I do not know how many of our present crop of political leaders subscribes to utilitarian values of leadership. The popular imagination is that Nigeria is a huge desert of inept leaderships with few oases of entities parading purposeful and sparkling leaders. One of them, Ogbeni Rauf Aregbesola, the governor of the State of Osun, is the focus of my article.
In his South West abode, charlatanism is a much disparaged leadership paradigm. Chief Obafemi Awolowo, the region’s foremost political leader in history, lit the light of progressive politics, and with his disciples such as Alhaji Lateef Jakande, Chief Bisi Onabanjo, Chief Bola Ige, and Pa Adekunle Ajasin, among other too many to list, he gave new meaning to governance and established the benchmark for progressivism. Which was why the counterrevolution that swept the progressives out of power in 2003 burnt out very fast; and the likes of Ogbeni Aregbesola are now on the saddle.

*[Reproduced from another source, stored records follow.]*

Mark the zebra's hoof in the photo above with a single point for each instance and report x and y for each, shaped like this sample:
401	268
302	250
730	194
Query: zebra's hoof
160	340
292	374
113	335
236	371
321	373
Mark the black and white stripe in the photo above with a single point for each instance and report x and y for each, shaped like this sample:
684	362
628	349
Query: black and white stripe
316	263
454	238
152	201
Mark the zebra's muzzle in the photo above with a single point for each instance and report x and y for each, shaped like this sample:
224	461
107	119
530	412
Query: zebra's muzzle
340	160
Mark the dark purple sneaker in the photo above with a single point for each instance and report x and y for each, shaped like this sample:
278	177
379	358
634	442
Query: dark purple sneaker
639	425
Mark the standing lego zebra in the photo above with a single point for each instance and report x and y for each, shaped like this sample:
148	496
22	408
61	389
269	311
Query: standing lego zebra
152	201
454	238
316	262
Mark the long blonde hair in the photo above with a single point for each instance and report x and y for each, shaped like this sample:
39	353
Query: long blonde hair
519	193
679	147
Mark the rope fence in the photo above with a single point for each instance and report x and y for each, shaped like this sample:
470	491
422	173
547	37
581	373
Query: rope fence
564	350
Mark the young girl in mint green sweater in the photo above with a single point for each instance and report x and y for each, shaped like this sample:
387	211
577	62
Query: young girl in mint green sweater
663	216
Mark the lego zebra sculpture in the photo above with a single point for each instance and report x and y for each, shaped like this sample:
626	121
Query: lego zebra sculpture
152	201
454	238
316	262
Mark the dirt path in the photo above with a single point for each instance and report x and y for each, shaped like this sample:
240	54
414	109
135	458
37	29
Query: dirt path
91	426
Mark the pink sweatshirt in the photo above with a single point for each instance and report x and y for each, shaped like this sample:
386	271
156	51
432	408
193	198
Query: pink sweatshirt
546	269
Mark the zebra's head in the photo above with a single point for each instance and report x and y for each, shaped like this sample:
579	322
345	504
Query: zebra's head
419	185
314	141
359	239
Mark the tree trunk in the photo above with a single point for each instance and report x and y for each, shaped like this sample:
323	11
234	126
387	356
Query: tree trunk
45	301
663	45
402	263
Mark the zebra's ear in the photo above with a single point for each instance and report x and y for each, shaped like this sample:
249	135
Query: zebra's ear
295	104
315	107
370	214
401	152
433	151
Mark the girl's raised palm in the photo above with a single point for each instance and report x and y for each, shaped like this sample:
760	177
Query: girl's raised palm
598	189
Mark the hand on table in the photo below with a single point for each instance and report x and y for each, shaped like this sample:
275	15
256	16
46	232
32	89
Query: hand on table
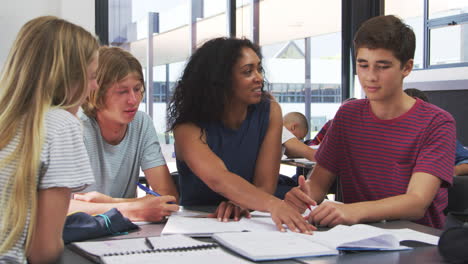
227	210
299	197
93	197
283	214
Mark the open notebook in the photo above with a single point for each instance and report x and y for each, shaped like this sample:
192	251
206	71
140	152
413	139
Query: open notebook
276	245
167	249
205	227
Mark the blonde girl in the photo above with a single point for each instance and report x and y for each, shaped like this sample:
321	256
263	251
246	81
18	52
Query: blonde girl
49	72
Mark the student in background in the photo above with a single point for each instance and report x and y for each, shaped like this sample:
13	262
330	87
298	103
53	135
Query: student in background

He is a chip off the old block, radiating such candescence of Awoism. He displays such rare passion on issues of Osun State’s comprehensive development that you would think his political life, on daily basis, begins and ends with the State of Osun.
This is why I find it curious that his Education Reform as it affects the reclassification and merger of schools in the state has been met with stiff opposition from Christian leaders. And in justifying the opposition, all kinds of untruths have been peddled. The leadership of CAN in the state, especially the Baptist clerics, have created the impression that they remain the owners of all schools bearing such name and must therefore, resist any attempt to obliterate the Baptist values the schools are known for.

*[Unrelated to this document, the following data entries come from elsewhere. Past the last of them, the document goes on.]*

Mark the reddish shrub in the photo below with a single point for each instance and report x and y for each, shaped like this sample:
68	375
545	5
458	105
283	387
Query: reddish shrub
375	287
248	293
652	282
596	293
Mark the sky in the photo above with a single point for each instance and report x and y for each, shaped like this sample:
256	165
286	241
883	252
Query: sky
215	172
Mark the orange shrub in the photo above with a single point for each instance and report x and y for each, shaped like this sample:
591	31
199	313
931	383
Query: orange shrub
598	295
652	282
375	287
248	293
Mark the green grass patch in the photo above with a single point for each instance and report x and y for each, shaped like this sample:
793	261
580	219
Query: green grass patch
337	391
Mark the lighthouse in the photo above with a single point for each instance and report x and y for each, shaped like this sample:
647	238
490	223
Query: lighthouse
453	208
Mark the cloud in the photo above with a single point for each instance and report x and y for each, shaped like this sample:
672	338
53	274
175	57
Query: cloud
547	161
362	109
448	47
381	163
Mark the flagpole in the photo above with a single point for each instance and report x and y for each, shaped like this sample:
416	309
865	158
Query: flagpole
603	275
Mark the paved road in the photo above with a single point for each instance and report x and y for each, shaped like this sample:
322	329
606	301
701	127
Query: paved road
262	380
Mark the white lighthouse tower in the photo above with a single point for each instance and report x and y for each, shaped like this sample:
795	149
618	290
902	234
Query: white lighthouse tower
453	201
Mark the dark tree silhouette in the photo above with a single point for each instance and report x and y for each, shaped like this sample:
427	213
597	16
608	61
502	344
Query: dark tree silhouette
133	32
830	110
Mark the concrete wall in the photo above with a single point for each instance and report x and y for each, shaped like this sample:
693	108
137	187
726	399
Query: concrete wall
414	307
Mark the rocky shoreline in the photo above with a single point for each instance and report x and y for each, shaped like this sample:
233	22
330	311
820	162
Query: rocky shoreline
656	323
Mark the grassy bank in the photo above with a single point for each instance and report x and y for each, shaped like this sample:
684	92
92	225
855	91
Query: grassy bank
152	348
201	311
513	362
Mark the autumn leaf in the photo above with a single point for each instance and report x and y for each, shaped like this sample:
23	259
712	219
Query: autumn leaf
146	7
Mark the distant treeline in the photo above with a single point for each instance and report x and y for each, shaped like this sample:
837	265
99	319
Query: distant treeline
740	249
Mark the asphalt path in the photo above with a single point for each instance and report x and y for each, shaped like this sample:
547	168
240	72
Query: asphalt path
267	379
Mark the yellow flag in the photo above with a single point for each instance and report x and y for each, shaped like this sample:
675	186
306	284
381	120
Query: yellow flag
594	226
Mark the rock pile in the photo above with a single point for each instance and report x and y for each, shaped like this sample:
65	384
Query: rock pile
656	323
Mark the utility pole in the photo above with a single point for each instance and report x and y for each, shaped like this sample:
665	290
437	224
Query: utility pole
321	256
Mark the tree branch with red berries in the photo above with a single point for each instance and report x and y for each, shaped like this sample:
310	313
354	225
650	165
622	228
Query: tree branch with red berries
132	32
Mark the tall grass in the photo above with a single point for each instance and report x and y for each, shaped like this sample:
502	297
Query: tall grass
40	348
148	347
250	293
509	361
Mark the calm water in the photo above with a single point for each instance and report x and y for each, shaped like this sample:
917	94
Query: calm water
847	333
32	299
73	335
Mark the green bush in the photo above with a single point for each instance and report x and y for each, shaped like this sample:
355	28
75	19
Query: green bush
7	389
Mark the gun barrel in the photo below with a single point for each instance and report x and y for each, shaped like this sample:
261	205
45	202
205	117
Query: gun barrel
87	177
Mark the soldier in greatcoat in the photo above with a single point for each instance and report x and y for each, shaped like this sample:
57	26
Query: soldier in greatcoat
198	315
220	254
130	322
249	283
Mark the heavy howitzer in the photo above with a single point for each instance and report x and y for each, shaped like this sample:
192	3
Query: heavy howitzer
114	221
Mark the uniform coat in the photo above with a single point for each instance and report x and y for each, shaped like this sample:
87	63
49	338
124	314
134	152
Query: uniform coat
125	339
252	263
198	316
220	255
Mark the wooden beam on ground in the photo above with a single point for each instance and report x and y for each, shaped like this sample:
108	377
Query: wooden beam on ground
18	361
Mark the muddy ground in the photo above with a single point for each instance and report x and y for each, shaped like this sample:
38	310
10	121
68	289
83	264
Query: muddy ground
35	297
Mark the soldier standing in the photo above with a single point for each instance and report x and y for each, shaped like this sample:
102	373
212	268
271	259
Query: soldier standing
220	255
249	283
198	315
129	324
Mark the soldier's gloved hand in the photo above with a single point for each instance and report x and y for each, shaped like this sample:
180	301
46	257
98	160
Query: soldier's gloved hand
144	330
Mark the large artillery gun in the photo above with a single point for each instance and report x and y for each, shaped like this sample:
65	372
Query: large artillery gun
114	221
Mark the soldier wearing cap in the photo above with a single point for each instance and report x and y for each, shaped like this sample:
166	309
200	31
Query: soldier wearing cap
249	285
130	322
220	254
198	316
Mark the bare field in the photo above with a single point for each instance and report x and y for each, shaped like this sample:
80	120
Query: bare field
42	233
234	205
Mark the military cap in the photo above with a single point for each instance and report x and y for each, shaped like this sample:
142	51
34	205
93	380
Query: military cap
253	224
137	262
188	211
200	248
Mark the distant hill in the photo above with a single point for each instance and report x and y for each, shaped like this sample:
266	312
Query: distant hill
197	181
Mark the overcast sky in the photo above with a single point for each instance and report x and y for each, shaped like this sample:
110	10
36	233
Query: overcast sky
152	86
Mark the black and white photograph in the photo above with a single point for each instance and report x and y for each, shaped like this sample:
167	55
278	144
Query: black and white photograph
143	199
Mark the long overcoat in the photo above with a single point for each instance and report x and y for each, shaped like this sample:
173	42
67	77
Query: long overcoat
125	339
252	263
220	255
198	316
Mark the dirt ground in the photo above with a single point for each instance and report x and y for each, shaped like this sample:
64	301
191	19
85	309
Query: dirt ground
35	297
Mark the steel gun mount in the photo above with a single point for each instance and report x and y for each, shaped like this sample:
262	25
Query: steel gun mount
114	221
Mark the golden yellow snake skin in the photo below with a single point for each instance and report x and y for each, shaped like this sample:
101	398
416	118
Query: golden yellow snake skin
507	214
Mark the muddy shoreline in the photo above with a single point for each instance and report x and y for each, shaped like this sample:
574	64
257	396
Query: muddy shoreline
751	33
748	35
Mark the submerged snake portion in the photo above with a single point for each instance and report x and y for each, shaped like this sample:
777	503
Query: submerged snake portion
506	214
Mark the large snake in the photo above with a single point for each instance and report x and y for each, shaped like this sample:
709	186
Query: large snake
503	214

To avoid making blind postulations, I made several calls and did extensive investigations. Here are some of my findings. First, all the primary and secondary schools taken over in Osun State since 1975 have remained under the total control of the state government. The implication is that any school with the tag Baptist, Anglican, Methodist, Catholic, Apostolic and Ansar ud Deen, etc, only exist as such in name with the religious organizations having nothing to do with their funding and administration. Second, the current Education Reform is the product of an elaborate and exhaustive engagement of stakeholders, so named Education Summit, and held in February 2011 for two days with Professor Wole Soyinka presiding. And lastly, the opposition is nothing but the manifest cravings of those behind it for a dying legacy.
My investigation took me to Dr Isiaka Ayodele Owoade, Special Adviser on Education to Governor Aregbesola. I asked him two questions in the first instance. First if there are independent/private schools in the state, and second if the voluntary agencies could still establish faith schools in the state if they so desire. To the two questions he answered in the affirmative. Then I raised the issue of compensation for the owners of the schools.
His response to this last question was that there were demands for compensation by the various religious groups after the takeover in 1975, but that such demands were dropped no sooner they were made when the authorities then computed the contributions of the state to the maintenance of each of these schools and they discovered that they would indeed make refund to the state if they pursued their line of argument!
I am a Catholic and a product of a Catholic secondary education. I have been living with the aberration of ladies turning up for St Patrick’s College, Iwaro-Oka, Ondo State Old Students Association meeting. This was a single school up till the end of the 1973/74 session! There is no doubt the military perverted some of the nation’s cherished values, including religious education, in their self serving messianic mission to save Nigeria from unpatriotic politicians.
Some of the contradictions spawned by such intervention have created lingering distortions in our collective psyche. But life must go on. Some states have since handed over the faith schools in their domain to their original owners. But in the State of Osun, this has not happened. And so the rumpus over Aregbesola Education Reform is an unnecessary distraction. Curiously, even among the critics of the policy, none has accused the governor of nonperformance. The profound renewal in the state’s education sector has been roundly commended. But what remains problematic is the use of subterfuge by some religious leaders to hint at an ownership that has no legal basis.
My advice for this set of religious leaders is to start all over. One of the fruits of Pentecostalism in the South West region and indeed the entire nation is the new generation universities built by Deeper Life Bible Church, Redeemed Christian Church of God, Mountain of Fire, Living Faith Church World Wide (Winners Chapel) etc. There is nothing stopping the Baptists and any other religious group, from engaging in new secondary schools development in the state to compete with Aregbesola schools!